The Fed, the U.S. Securities and Exchange Commission, the Treasury Department and the Commodity Futures Trading Commission are discussing a memorandum of understanding that lays out oversight of clearinghouses that would become the central counterparty to credit-default swap trades, said the people who asked not to be named because the discussions are private.

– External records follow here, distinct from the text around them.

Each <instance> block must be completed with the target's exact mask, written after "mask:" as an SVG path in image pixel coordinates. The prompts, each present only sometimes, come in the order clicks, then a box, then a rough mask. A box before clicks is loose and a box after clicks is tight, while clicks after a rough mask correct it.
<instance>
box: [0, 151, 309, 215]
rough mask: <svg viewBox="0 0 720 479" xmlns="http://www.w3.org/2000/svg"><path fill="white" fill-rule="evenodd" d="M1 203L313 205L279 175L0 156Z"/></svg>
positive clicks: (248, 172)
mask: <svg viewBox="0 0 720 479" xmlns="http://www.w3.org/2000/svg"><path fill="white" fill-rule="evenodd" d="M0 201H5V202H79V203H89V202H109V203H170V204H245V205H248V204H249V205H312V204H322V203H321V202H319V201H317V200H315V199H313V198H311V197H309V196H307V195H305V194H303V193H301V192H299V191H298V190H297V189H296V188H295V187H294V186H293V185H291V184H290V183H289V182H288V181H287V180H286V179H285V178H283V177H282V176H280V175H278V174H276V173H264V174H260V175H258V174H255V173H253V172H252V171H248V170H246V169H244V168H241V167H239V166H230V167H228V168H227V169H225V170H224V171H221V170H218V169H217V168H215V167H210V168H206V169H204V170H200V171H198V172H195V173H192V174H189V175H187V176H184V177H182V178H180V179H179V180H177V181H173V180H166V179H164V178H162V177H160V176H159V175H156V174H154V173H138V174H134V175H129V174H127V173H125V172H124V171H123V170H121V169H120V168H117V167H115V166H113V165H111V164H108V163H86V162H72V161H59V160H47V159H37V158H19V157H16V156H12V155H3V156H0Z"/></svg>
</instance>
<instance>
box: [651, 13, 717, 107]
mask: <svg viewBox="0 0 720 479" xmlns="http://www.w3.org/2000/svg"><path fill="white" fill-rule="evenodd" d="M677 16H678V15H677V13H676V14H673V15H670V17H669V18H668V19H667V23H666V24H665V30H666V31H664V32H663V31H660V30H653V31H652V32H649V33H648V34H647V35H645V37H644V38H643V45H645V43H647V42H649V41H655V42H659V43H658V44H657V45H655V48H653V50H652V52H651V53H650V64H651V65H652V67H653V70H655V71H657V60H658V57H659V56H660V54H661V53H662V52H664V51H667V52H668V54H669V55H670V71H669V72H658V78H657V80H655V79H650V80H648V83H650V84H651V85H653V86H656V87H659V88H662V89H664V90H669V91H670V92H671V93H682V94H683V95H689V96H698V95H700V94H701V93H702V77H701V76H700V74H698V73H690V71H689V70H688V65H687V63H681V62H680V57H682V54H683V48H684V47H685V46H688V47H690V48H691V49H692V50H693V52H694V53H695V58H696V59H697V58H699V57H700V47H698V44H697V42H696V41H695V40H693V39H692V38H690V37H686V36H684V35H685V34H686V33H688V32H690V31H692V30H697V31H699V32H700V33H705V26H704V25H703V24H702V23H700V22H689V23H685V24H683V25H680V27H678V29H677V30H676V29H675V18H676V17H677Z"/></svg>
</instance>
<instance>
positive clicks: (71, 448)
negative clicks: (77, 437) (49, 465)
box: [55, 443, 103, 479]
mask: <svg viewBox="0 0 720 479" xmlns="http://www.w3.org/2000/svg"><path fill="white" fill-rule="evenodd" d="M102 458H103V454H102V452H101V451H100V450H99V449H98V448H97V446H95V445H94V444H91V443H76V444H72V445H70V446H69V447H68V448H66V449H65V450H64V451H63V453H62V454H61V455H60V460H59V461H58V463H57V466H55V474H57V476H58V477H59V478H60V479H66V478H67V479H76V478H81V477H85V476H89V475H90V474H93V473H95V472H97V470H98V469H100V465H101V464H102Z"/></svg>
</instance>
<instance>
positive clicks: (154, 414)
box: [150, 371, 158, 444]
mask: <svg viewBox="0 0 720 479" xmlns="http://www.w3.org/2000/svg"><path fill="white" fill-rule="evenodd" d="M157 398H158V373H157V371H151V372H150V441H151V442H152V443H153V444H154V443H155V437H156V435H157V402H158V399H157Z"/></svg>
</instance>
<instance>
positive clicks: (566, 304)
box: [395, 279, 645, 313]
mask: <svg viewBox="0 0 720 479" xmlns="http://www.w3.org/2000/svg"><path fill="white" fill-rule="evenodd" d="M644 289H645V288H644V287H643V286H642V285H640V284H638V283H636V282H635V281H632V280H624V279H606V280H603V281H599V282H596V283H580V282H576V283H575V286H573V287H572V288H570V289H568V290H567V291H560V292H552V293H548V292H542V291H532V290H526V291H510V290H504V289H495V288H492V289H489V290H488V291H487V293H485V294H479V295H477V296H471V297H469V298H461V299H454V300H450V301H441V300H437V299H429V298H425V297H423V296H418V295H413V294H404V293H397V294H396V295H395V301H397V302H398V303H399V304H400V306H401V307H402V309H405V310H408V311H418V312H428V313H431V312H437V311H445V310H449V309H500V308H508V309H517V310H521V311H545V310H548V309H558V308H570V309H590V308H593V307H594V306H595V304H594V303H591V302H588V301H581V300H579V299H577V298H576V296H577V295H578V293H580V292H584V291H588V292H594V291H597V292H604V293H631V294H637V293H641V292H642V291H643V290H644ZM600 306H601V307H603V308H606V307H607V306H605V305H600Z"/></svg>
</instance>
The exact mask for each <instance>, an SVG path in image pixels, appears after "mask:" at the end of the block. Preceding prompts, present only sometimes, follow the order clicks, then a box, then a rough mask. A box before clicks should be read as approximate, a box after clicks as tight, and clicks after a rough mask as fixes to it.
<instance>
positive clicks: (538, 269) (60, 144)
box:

Just take the example of Russian bonds, as the CDS jumped substantially yesterday. As they jumped over 100 BP on 1 day, let's assume that we have $300 bil of outstanding nominal value. In that case, the ones who sold those CDS to others need basically to adjust that rising default risk and, in case of an exchange, the one year payment risk premium differential of $3 bil. is the least they need to transfer. But actually it should happen on the lifespan of the CDS, which might be around 5 years on average (just a guess) so 5 times the $3 bil. The problem is that these kinds of sums have been accumulated in the last 12-18 months. Extreme moves at the low emerging market debt was about 300BP over treasuries - now it's at 1000BP. Let's assume ( have to look up the real numbers) and that is relevant for $5 tril. emerging market debt (just a fictive sample calculation) that would give us a $210 bil. premium adjustment for one year. For 5 years we are above $1 trillion. I do not think that money is around for transfers and we have to face defaults, which makes 100% refunds due - in a depression scenario this would lead to $10-20 tril. in defaults easily
Excerpt:
Russia Debt Risk Jumps After `Clumsy' Ruble Widening, Rate Rise
By Denis Maternovsky and Bradley Cook
Nov. 12 (Bloomberg) -- The cost of protecting against a default by Russia soared after the central bank increased the ruble's trading band and lifted its benchmark interest rate to stem record capital outflows.
Credit-default swaps on Russian government bonds jumped to 7.17 percent of the amount insured from 6.14 percent yesterday, according to CMA Datavision prices. The yield on its 30-year dollar bonds increased to 10.77 percent from 9.1 percent, according to Bloomberg prices.